A concern related to the main analyses might be that these effects are highly dependent on children's ages. In the supplementary analyses (see Online appendix Table A3), I run an analysis similar to those reported in previous research (i.e. including an interaction between income and education and the number of children at different ages). In line with previous research, this analysis shows that the educational gradient in the amount of books borrowed is largest when there are more children aged 3–5 and 6–8, whereas the pattern is less clear for the income gradient and for selecting developmentally books. A further concern might be that it is difficult to ascertain which child in a family a book is actually for, which is particularly an issue in terms of studying effects by age but could also be a problem more generally. For example, in families with more children, a book is more likely to be appropriate for some child in the family, although it is not developmentally appropriate for the child actually reading the book. To deal with this, I run supplementary analyses with only-child families, where books can then only be intended for a particular child. Online appendix Table A4a-4c shows that results are robust in families with only one child and across all three age groups (0–5, 6–10, and 11–16). These results also suggest that the educational gradient in the amount of books borrowed is larger in families with younger children.

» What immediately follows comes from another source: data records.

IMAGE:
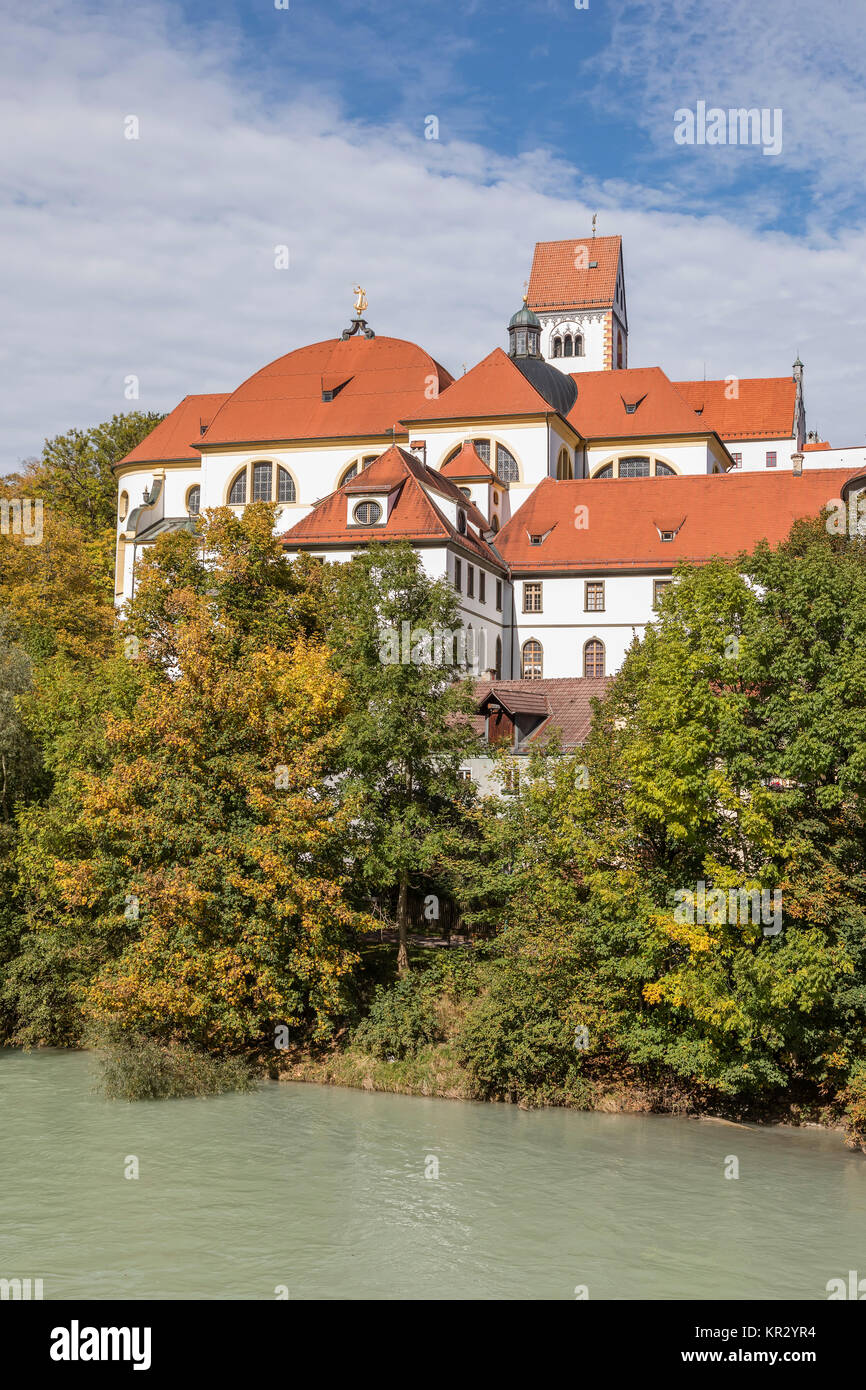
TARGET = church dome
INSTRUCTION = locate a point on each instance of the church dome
(339, 388)
(558, 389)
(524, 319)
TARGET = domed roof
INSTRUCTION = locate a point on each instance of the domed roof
(524, 319)
(558, 389)
(339, 388)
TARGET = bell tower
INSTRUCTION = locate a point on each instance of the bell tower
(577, 291)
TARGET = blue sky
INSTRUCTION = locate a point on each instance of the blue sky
(305, 127)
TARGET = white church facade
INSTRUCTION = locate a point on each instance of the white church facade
(555, 487)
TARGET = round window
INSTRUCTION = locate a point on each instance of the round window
(367, 513)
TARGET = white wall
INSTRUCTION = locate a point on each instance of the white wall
(563, 624)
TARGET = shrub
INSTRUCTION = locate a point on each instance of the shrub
(401, 1020)
(854, 1096)
(136, 1068)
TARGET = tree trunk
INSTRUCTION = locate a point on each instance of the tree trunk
(402, 926)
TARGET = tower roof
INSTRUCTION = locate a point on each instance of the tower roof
(574, 274)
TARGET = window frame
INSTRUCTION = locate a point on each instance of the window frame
(588, 585)
(526, 660)
(594, 642)
(533, 590)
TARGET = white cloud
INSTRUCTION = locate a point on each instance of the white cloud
(156, 256)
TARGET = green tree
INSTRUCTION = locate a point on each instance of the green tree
(407, 727)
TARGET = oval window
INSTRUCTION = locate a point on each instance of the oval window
(367, 513)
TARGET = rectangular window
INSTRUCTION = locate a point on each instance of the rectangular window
(594, 597)
(510, 786)
(262, 483)
(531, 598)
(658, 591)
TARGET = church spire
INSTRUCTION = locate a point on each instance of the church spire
(524, 332)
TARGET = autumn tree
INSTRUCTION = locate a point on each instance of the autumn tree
(407, 727)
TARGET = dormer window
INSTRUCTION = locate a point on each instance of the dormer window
(367, 513)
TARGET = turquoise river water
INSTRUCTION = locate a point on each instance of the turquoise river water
(328, 1193)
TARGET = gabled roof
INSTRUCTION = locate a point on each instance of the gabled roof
(763, 407)
(467, 464)
(412, 514)
(492, 387)
(173, 439)
(376, 382)
(712, 514)
(565, 704)
(602, 396)
(556, 282)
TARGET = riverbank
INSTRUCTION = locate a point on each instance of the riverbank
(435, 1072)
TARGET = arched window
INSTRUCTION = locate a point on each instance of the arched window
(367, 513)
(531, 665)
(635, 467)
(594, 658)
(263, 474)
(506, 464)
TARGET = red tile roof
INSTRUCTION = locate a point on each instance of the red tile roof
(566, 702)
(556, 282)
(467, 464)
(494, 387)
(713, 514)
(412, 516)
(173, 438)
(762, 410)
(378, 382)
(599, 410)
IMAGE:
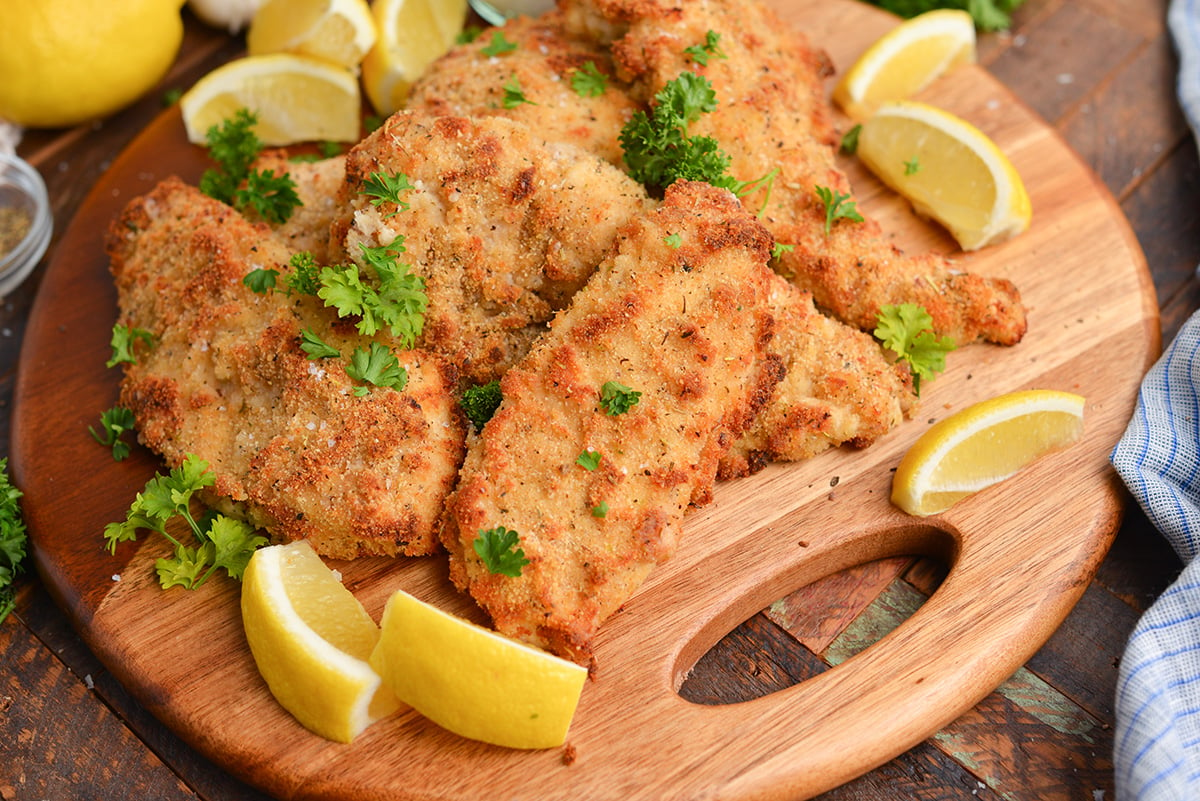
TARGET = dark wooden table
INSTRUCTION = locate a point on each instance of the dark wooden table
(1099, 71)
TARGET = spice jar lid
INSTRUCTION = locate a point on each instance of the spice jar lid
(25, 221)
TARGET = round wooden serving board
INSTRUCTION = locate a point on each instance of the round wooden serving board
(1020, 553)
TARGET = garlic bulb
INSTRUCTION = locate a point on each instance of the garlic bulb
(231, 14)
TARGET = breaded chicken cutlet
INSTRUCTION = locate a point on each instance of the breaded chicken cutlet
(677, 313)
(293, 447)
(503, 226)
(772, 114)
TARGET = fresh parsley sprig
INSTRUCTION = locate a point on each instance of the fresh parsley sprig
(838, 206)
(221, 542)
(499, 550)
(13, 541)
(480, 402)
(234, 146)
(907, 330)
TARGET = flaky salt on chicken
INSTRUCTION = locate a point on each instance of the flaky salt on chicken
(678, 313)
(293, 447)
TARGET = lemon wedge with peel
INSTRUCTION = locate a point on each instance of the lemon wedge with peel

This paper asks whether families with more income and education are more likely to select developmentally appropriate books for their children from public libraries. Addressing this question is important because it provides greater insights into the more qualitative socioeconomic differences in the inputs parents provide to children's learning environments. Based on analyses of Danish registry data, I find that highly educated families are more likely to use libraries, borrow more children's books when they do use libraries, but do not select a higher share of developmentally appropriate books. In contrast, high-income families do not borrow many more books than low-income families, but high-income families do select a (little) higher share of developmentally appropriate books.

The results show that preferences for taking out many and/or developmentally appropriate books differ between the two SES indicators used in this paper, which was not initially expected. The weak income gradient in the amount of books borrowed suggests that it is not financial means which restrict families’ use of libraries, which makes sense as borrowing books from libraries is free. The finding that the educational gradient is stronger than the income gradient in the amount of books borrowed could reflect the fact that there is considerably more educational inequality than income inequality in Denmark (due to extensive income redistribution via taxes; Heckman and Landersø 2021; Landersø and Heckman 2017).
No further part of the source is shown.